Selamat Hari Emansipasi, Jamaika! pic.twitter.com/6oRVDEDhBs
— Kementerian Luar Negeri dan Perdagangan Luar Negeri, GOJ (@mfaftja) 1 Agustus 2023
Minta perbaikan
Dalam beberapa tahun terakhir, negara-negara di selatan global telah menyerukan upaya yang lebih besar untuk mengakui efek perbudakan, yang selama ratusan tahun memainkan peran penting dalam institusi ekonomi dan politik kekuatan Barat seperti Inggris, Prancis, Portugal, dan Amerika Serikat. . .
Pada akhir Juli, perwakilan dari negara-negara Karibia dan Afrika berkumpul di ibu kota Barbados, Bridgetown, untuk menyerukan reparasi dan menghubungkan kengerian perbudakan dengan isu-isu kontemporer.
“Sangat penting untuk mengenali bagaimana perbudakan, kolonialisme dan rasisme bersinggungan dan berdampak pada kehidupan orang kulit hitam di seluruh dunia,” kata pejabat Uni Afrika Youssouf Mandoha pada konferensi, yang disebut “Tur Studi Reparasi dan Penyembuhan Rasial”.

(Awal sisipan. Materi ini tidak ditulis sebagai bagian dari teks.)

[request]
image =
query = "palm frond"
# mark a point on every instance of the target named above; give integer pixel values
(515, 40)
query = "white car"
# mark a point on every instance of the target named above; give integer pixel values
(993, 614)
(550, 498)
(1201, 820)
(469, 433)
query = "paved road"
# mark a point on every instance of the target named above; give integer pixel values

Pertemuan tersebut berasal dari keputusan Uni Afrika pada bulan Februari untuk membuat “program aksi” untuk perbaikan.
Ini mengikuti upaya serupa oleh blok negara Komunitas Karibia (CARICOM), yang membentuk komite pemulihannya sendiri pada tahun 2013.
Sebagai bagian dari pekerjaannya, panitia a rencana 10 poin menyerukan mantan kekuatan kolonial untuk mengeluarkan permintaan maaf resmi dan menawarkan reparasi seperti keringanan utang dan layanan kesehatan masyarakat.
“(Komite) melihat terus berlanjutnya viktimisasi rasial dari keturunan perbudakan dan genosida sebagai akar penyebab penderitaan mereka saat ini,” jelas rencana tersebut.
Kekerasan dan eksploitasi selama berabad-abad
Banyak dari upaya ini menarik perhatian pada meluasnya penderitaan akibat perbudakan—dan kerusakan yang berlanjut hingga hari ini.
Antara abad ke-15 dan ke-19, setidaknya 12,5 juta orang diculik dari Afrika dan diimpor ke jaringan global yang menggunakan kekejaman dan penindasan untuk mendapatkan tenaga kerja gratis.
Misalnya, Barbados menerima 600.000 budak antara tahun 1627 dan 1833, yang kemudian dipaksa bekerja dalam kondisi yang melelahkan di perkebunan gula untuk kepentingan pemilik dan pedagang Inggris.
Perbudakan secara resmi dihapuskan di Kerajaan Inggris pada tanggal 1 Agustus 1834. Mantan budak diberi kompensasi, tetapi mantan budak tidak.
Sementara negara-negara Barat telah mengambil langkah-langkah untuk mengakui peran mereka dalam perdagangan budak, mereka sebagian besar menolak seruan untuk reparasi ekonomi.
Pada bulan Desember, misalnya, ketika Perdana Menteri Belanda Mark Rutte meminta maaf atas tindakan negaranya yang memungkinkan dan mengambil keuntungan dari perbudakan, beberapa kritikus menganggap upaya tersebut tidak cukup jauh.
Berbicara kepada kantor berita Reuters, Roy Kaikusi Groenberg, anggota Yayasan Kehormatan dan Pemulihan, sebuah organisasi Afro-Suriname Belanda, membandingkan permintaan maaf itu dengan “sendawa neokolonial”. Dia merasa bahwa keturunan dari perbudakan tidak cukup dikonsultasikan dalam proses tersebut.
“Dibutuhkan dua orang untuk tango,” katanya. “Permintaan maaf harus diterima.”